An important irony is the ever-growing disparity between the descriptive diversity of contemporary culture and the actual homogeneity of the communities in which we experience day-to-day life…. Under the pressures of pluralization, we tend to socially migrate to safe havens of unity. Social conservatives tend to listen to socially conservative commentators. Social radicals tend to read other social radicals. We migrate toward homogeneous communities as a response to the increase of diversity around us.

Matthew Crawford argues this point persuasively in The World Beyond Your Head.
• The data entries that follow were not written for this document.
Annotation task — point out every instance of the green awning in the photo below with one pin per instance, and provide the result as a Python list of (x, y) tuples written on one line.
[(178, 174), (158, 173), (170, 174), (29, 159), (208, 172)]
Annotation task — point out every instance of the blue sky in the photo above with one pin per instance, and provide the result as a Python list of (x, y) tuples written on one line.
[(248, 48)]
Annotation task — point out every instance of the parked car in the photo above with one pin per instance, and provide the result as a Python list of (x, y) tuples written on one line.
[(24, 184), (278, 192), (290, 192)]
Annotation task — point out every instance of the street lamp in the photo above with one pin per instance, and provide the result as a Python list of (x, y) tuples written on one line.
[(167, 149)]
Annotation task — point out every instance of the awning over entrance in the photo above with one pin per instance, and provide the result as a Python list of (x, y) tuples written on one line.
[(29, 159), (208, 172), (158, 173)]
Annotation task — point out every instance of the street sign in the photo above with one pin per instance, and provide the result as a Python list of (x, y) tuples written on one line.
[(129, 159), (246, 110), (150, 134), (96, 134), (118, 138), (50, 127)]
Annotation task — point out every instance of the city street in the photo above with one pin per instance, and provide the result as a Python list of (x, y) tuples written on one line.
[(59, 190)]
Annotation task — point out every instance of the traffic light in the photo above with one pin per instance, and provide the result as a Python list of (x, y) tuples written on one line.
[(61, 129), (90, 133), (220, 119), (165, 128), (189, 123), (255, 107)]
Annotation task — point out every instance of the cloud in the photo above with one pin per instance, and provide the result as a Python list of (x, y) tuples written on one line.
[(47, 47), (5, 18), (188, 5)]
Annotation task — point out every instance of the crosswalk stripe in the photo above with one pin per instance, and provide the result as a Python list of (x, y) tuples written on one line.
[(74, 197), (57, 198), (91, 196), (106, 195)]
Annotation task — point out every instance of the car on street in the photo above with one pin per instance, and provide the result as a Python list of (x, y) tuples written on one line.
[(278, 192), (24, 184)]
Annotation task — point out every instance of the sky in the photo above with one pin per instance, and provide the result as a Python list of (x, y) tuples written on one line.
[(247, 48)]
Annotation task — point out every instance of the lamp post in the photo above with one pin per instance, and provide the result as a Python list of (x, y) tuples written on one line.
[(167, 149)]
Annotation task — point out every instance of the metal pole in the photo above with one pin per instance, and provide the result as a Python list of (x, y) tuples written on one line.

He points out how beneath all the rhetoric around freedom, choice, individuality, self-expression, and self-actualization, we are actually manipulated consumers, addicted to our tech and prone to groupthink. For all the apparent diversity, we inhabit a mono-culture. As Crawford demonstrates, the task of “becoming an individual” is not as simple or straightforward as we might assume.

Richard Lints, on the experience of diversity in modern life:

We are ever more conscious of diversity—not only in terms of Christian worship but across a broad array of factors: we encounter diverse political communities, ethnic and racial communities, vocational and economic communities, even communities with passionate diversity of sports loyalties. Our social contexts are pluralized in countless directions and experienced at many levels. The “contemporary” is often marked out from the “traditional” purely by the plurality of experience, with the contemporary connoting a much higher volume of diversity—diversity of music, of religion, of vocation, of culture, of language. Tension in each of these spheres arises as different communities bump into each other.